顧客情報を無断で共有した問題で、7月19日三菱UFJフィナンシャル・グループ(以下、MUFG)は亀澤宏規社長らの給与カットなど処分を発表しました。
問題の本質は「個人情報」の扱い方にあります。経緯を振り返ってみましょう。
はじまりは、不正な証券取引を監視する「証券取引等監視委員会」の調査でした。MUFG傘下の三菱UFJ銀行、三菱UFJモルガン・スタンレー証券、モルガン・スタンレーMUFG証券の3社で少なくとも13回、顧客企業の情報共有が明らかになったのです。
そもそも投資家の保護を目的とする「金融商品取引法」では、たとえグループ企業であっても、顧客の同意がない情報共有を禁止しています。MUFGの行った情報共有は、この法律に触れる違法な行為とみなされました。
そこで証券取引等監視委員会は6月14日にMUFGの行政処分を金融庁に勧告。金融庁は6月24日に業務改善命令を発出しました。それを受けて7月19日、MUFGは冒頭で述べた役員らの処分と、再発防止のための業務改善計画を提出したというわけです。
今回、違法に共有されたのは企業の情報です。取引銀行は、たとえば事業継承など、大きなお金が関わる情報を知ることができるでしょう。
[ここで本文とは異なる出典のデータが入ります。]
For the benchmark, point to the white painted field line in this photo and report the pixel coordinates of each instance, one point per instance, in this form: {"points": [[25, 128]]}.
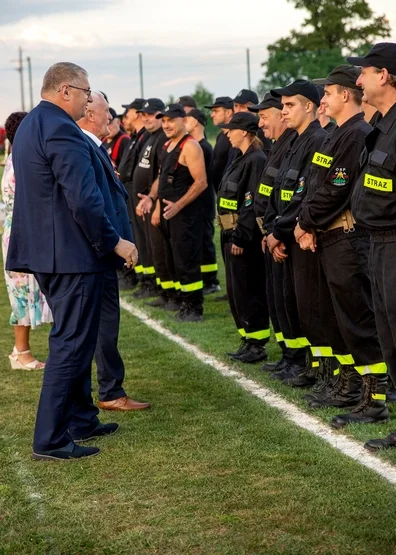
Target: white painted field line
{"points": [[345, 445]]}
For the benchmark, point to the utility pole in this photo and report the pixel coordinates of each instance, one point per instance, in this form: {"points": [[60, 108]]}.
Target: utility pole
{"points": [[248, 66], [20, 69], [141, 75], [29, 62]]}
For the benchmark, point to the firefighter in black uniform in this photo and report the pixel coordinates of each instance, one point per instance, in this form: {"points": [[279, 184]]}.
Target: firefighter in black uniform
{"points": [[243, 101], [300, 278], [374, 198], [195, 125], [145, 173], [126, 169], [271, 122], [181, 182], [240, 239], [343, 248]]}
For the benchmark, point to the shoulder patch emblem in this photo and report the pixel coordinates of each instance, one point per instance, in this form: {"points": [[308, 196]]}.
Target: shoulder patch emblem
{"points": [[340, 177]]}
その情報をグループの証券会社に流せば、ほかの証券会社より有利に顧客の実態に即した提案ができて、証券会社のもうけを生み出す可能性があります。個人情報は有益で重要なものなのです。
■高齢な人ほど個人情報に無頓着な傾向が
顧客が個人でも、個人情報の有益性は変わりません。金融機関が、世間話のふりをして個人情報を引き出そうとするのはそのためです。
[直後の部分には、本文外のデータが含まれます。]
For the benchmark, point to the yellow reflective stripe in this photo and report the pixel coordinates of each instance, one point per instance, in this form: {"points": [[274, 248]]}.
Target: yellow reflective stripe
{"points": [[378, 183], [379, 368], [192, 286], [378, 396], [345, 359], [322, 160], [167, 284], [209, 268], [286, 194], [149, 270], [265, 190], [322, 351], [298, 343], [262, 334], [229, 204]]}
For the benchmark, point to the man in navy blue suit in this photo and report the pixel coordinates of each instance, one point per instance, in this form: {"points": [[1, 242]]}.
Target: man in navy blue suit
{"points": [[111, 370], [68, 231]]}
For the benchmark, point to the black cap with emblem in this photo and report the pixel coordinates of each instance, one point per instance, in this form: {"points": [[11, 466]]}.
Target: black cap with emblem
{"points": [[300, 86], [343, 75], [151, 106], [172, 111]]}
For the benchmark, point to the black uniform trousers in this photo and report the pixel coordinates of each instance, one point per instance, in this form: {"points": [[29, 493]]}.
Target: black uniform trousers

いっぽう、私たち顧客側は特に高齢の人ほど、個人情報に無頓着な傾向があります。
たとえば営業電話を断る際、「夫が5年前に亡くなってひとり暮らしだから、いらない」などと話していませんか。5年前に夫を亡くしたこと、現在ひとり暮らしなどは、重要な個人情報です。
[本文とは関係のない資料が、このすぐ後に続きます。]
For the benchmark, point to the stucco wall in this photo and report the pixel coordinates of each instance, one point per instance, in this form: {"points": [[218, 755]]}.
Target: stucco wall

もし犯罪者にその情報が知られたら、「高齢女性のひとり暮らしだから強盗に入ってやろう」「ひとり暮らしでさみしいだろうから、親身に話を聞くふりをすれば簡単にだませる」などと思われる危険性があります。オレオレ詐欺や携帯電話の乗っ取りなどの恐ろしい事件につながりかねないと、十分に注意したいものです。
最近では、KADOKAWAがランサムウェアによるサイバー攻撃を受け、大量の個人情報を流出させる事件がありました。いくら自分で気をつけていても流出事件に巻き込まれることはありますが、それ以前にきちんと注意をしているでしょうか。ショップカードを作るために住所や生年月日を記入した、SNSで住所が特定されそうな写真を投稿したなど、個人情報を軽々しく扱っていませんか。
この機会に、個人情報をどう守るかを改めて考えたいと思います。